Effendi memaparkan, Senator ProDEM menilai legislasi dan proses-proses politik sengaja dirancang demi kepentingan serta keuntungan kelompok tersebut. Para Senator ProDEM juga meyakini bahwa kaum oligarki tersebut telah memperkuat kekuasaan mereka dengan cara-cara manipulatif, seperti melakukan korupsi, menyuap pejabat publik, memanipulasi pemilihan umum (pemilu), maupun memengaruhi media untuk membentuk opini publik.

"Sehingga negara dan pemerintah tidak lagi mendedikasikan diri untuk kepentingan rakyat. Inilah yang menjelaskan mengapa sampai sekarang kesejahteraan rakyat, yang merupakan cita-cita luhur Reformasi, belum tertunaikan. Berbagai struktur demokrasi juga runtuh, perekonomian hancur, hutang luar negeri kian membengkak dan muncul berbagai kerusakan lainnya," tandasnya.

Swary Utami Dewi menekankan, praktik-praktik politik dan tata kelola berbangsa dan bernegara yang ugal-ugalan, yang tidak mematuhi kaidah rule of law, juga terjadi pada pengelolaan sumber daya alam (SDA). Akibatnya bukan hanya menyebabkan SDA semakin tersedot habis, tetapi juga terjadi tsunami ekologi yang semakin tak terbendung. Berbagai bencana ekologi ini telah menjadi problem serius, yang lalu meluas ke berbagai bencana ekonomi, sosial, dan budaya. 

Senator ProDEM meyakini, kata Swary, terlihat fakta nyata bahwa dorongan kapitalisme yang tidak terkendali serta adanya kebijakan dan praktik-praktik ekstraktif bukan semata menyebabkan kerusakan ekosistem berupa pencemaran dalam berbagai bentuk, pemanasan global, dan sebagainya. Tetapi, hal-ihwal tersebut juga telah menimbulkan berbagai dampak lanjutan seperti perubahan iklim, berkurangnya daya dukung lingkungan, terancamnya keanekaragaman hayati, berbagai bencana ekologis, dan lain-lain. 

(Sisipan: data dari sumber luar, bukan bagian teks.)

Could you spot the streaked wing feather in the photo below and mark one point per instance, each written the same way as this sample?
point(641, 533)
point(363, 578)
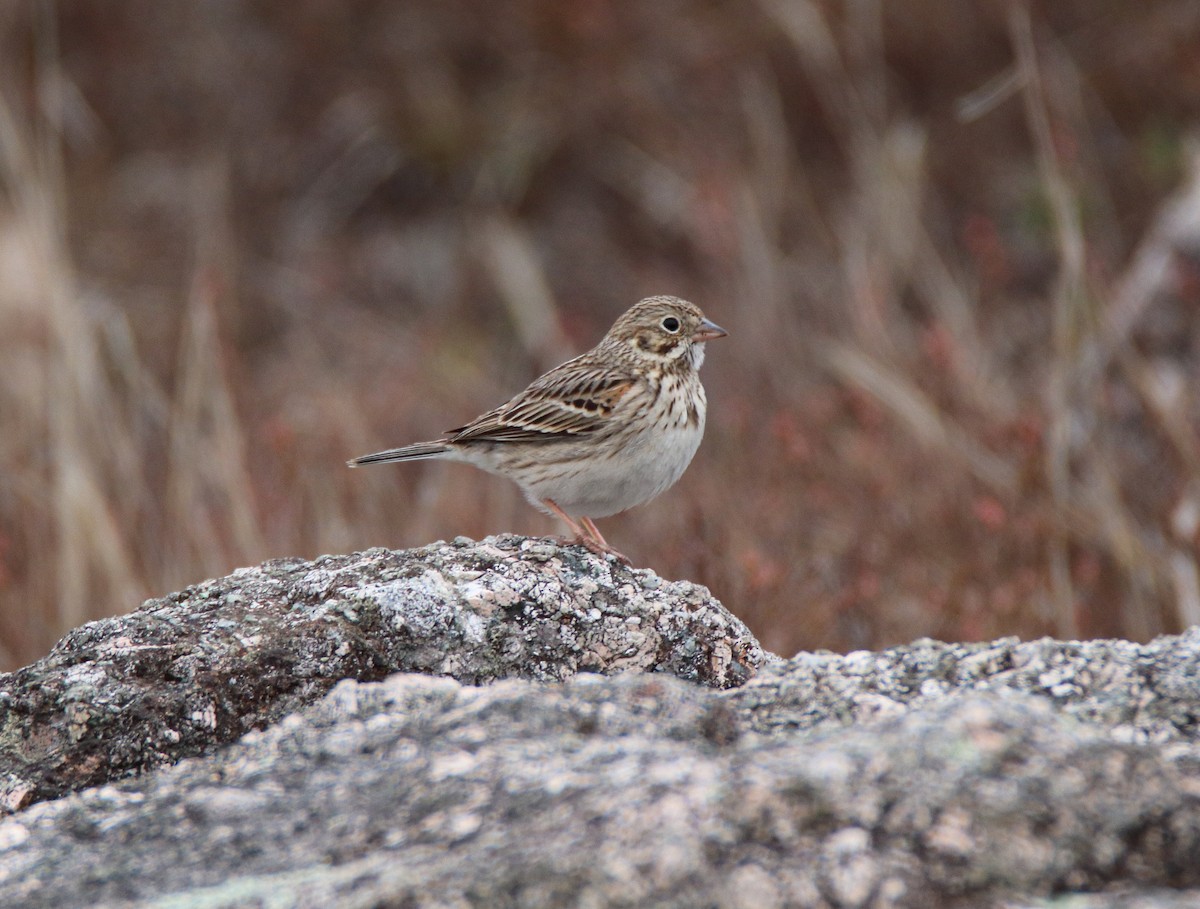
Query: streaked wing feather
point(567, 402)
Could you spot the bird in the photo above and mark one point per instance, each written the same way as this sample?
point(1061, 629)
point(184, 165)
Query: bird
point(601, 433)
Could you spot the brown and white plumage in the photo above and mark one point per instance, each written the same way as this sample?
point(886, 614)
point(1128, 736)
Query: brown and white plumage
point(601, 433)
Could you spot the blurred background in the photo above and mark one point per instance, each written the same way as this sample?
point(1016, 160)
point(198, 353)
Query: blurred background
point(957, 248)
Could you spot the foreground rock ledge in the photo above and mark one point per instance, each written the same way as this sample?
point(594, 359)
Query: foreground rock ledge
point(933, 775)
point(204, 666)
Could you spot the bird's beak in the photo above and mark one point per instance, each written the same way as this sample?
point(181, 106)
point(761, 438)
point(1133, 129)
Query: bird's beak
point(708, 331)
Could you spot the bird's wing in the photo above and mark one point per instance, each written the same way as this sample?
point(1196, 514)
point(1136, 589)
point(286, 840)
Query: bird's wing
point(570, 401)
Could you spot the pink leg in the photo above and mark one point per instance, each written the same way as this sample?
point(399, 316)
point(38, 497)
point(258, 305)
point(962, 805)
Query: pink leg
point(586, 535)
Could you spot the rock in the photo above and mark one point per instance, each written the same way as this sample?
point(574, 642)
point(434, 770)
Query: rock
point(202, 667)
point(497, 774)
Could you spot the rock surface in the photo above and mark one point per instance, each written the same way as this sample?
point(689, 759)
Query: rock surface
point(202, 667)
point(930, 775)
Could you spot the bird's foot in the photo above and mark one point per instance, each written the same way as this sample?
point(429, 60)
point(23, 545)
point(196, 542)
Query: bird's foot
point(587, 534)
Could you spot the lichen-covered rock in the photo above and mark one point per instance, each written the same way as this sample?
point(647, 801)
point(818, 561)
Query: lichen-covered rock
point(202, 667)
point(514, 763)
point(1140, 692)
point(616, 792)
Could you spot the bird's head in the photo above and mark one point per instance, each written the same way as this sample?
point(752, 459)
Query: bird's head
point(665, 327)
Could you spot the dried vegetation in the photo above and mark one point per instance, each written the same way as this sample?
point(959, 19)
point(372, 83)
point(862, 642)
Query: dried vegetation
point(958, 250)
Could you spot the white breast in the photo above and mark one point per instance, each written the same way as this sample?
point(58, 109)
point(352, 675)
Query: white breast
point(621, 475)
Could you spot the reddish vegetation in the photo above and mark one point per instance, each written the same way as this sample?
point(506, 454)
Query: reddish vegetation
point(958, 251)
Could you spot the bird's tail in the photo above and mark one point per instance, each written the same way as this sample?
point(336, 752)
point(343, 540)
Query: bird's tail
point(409, 452)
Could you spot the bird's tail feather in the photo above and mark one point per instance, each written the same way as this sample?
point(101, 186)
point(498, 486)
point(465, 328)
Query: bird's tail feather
point(409, 452)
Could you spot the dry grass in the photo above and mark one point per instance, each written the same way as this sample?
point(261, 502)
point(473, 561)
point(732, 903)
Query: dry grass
point(958, 257)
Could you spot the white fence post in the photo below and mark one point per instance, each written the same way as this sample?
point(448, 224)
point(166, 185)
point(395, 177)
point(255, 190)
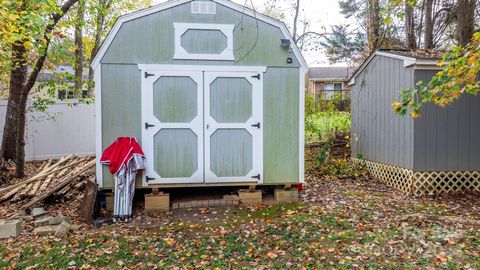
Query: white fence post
point(59, 131)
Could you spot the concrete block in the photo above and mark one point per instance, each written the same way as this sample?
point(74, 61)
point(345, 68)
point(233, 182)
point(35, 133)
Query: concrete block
point(62, 229)
point(160, 201)
point(283, 195)
point(50, 221)
point(250, 197)
point(42, 221)
point(10, 228)
point(109, 202)
point(38, 211)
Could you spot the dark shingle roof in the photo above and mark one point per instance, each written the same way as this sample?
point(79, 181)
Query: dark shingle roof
point(328, 73)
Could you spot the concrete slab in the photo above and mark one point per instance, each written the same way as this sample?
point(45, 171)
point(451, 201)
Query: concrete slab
point(45, 230)
point(10, 228)
point(38, 211)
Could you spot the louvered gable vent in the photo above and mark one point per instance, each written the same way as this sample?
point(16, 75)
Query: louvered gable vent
point(204, 7)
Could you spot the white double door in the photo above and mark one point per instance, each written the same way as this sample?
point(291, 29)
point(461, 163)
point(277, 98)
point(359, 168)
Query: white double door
point(202, 125)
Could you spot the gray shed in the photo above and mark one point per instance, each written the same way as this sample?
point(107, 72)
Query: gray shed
point(436, 153)
point(213, 92)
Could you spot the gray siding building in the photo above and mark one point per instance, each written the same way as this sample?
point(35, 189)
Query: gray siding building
point(436, 153)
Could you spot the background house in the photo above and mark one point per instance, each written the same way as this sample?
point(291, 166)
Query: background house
point(210, 109)
point(327, 83)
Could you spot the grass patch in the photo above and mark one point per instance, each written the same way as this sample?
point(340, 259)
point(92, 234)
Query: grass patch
point(322, 125)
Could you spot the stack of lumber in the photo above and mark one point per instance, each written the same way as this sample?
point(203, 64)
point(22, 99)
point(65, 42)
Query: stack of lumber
point(53, 178)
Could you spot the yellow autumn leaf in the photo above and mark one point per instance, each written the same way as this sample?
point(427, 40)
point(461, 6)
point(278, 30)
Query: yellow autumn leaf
point(170, 241)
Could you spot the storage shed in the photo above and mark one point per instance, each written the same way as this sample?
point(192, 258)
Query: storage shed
point(213, 92)
point(436, 153)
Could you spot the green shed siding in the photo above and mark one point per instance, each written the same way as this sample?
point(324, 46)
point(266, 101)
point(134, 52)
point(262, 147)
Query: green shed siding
point(121, 116)
point(150, 39)
point(281, 125)
point(121, 109)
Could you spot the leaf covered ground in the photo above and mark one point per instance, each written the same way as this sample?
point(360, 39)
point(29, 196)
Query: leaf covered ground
point(341, 222)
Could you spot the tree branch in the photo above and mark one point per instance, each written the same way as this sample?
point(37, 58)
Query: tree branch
point(55, 17)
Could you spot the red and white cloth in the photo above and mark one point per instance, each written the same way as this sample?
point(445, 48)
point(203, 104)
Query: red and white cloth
point(120, 153)
point(125, 159)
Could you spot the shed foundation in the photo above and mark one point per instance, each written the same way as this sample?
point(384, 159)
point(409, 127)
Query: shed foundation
point(286, 195)
point(157, 201)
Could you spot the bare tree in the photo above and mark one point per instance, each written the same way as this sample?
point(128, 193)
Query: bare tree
point(79, 23)
point(465, 21)
point(373, 27)
point(428, 34)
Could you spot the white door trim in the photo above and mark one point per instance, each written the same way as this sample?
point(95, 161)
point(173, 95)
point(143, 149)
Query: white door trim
point(257, 133)
point(196, 125)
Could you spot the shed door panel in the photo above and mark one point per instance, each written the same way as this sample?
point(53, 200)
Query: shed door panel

"Selain itu berbagai persoalan sosial, ekonomi dan budaya muncul, termasuk ketidakadilan, kemiskinan, kesenjangan, perampasan lahan, pengungsi iklim, human trafficking, konflik sosial, masalah gender, kualitas hidup yang buruk, ancaman kelaparan, serta marginalisasi suku, budaya, dan adat istiadat tertentu," ungkap Swary.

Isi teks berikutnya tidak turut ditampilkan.